Der Gesetzgeber hat klar geregelt, wann ein Eintrag bei der Schufa automatisch gelöscht werden muss. Dies gilt für negative und positive Einträge. Generell gilt: Negative Einträge müssen nach drei Jahren zum Ende des jeweiligen Kalenderjahres gelöscht werden, sofern der Vorgang erledigt ist und keine weiteren Zahlungsverpflichtungen bestehen. Dies bezieht sich unter anderem auf Kredite, Zins- und Tilgungszahlungen und Informationen, die aus öffentlichen Schuldnerverzeichnissen stammen.

Verpflichtungen, die sich aus Girokonten und Kreditkartenverträgen ergeben, werden sofort gelöscht, wenn der Vertrag oder das Konto aufgelöst wird.

Schufa löschen lassen bei fehlerhaften und falschen Einträgen

In der Praxis passiert es häufig, dass fehlerhafte und falsche Einträge im Zentralregister der Erfassungsstelle enthalten sind. In diesen Fällen sind Sie bei der Löschung auf die Mitarbeit des Gläubigers angewiesen, der den Vorgang an die Schufa gemeldet hat. Erster Ansprechpartner ist nicht die Schufa, sondern das Unternehmen, das für den Eintrag verantwortlich ist. Um eine Löschung zu veranlassen, schreiben Sie den Gläubiger an und schildern Sie den Sachverhalt.

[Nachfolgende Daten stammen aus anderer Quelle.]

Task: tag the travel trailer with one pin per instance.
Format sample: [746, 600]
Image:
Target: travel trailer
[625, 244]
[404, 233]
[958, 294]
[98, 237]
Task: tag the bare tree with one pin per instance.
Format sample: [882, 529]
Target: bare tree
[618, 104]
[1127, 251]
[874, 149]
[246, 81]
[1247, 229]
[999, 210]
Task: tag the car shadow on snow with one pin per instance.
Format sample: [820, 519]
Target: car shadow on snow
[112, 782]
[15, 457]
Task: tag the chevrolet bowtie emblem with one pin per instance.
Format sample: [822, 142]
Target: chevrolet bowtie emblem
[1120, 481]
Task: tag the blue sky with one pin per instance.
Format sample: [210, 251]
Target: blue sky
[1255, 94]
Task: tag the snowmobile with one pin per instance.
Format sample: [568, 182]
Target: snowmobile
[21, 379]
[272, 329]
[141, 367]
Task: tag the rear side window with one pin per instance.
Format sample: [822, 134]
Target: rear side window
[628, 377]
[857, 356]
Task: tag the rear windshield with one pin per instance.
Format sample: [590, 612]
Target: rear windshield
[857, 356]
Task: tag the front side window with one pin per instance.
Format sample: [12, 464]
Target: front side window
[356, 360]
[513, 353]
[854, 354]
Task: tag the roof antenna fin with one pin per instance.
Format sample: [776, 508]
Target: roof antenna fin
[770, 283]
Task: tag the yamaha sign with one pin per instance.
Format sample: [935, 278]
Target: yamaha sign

Handelt es sich bei dem fehlerhaften Eintrag beispielsweise um eine längst beglichene Forderung, kann das Unternehmen die Schufa informieren, dass der Vorgang abgeschlossen ist. Da ein fehlerhafter Eintrag auch bei anderen Auskunfteien vorliegen kann, sollten Sie in dem Schreiben an den Gläubiger auch diesen Punkt ansprechen. Gleichzeitig untermauern Sie den berechtigten Einspruch mit der Setzung einer Frist. Wurde bereits ein Inkassobüro mit dem Eintreiben der Forderung beauftragt, sprechen Sie den zuständigen Sachbearbeiter an.

Schufa-Eintrag direkt löschen lassen

Unter bestimmten Bedingungen können Sie einen Negativ- oder Positiveintrag auch direkt bei der Schufa löschen lassen. Ein Positivmerkmal ist beispielsweise Ihre Anschrift. Eine falsche Adresse können Sie direkt bei der Schufa reklamieren, indem Sie beispielsweise eine Kopie der Meldebescheinigung dem Einschreiben beilegen. Auch die vorfristige Löschung von negativen Schufa-Einträgen ist möglich.

Bei Forderungen ohne Vollstreckungstitel bei Kleinbeträgen von bis zu 2.000 Euro kann die Schufa den Eintrag löschen, wenn die Forderung nach kurzer Zeit beglichen wurde. Gleiches gilt für Schufa-Vermerke, die auf eine Eidesstattliche Versicherung zurückgehen. Voraussetzung dafür ist in der Regel eine schriftliche Bestätigung des Gläubigers, dass keine offenen Forderungen und Zahlungsverpflichtungen mehr bestehen. Besteht vonseiten des Gläubigers keine Bereitschaft, einen ungerechtfertigten Schufa-Eintrag löschen zu lassen, bleibt Ihnen nur der Rechtsweg, um Ihre Forderung gegenüber der Schufa durchzusetzen.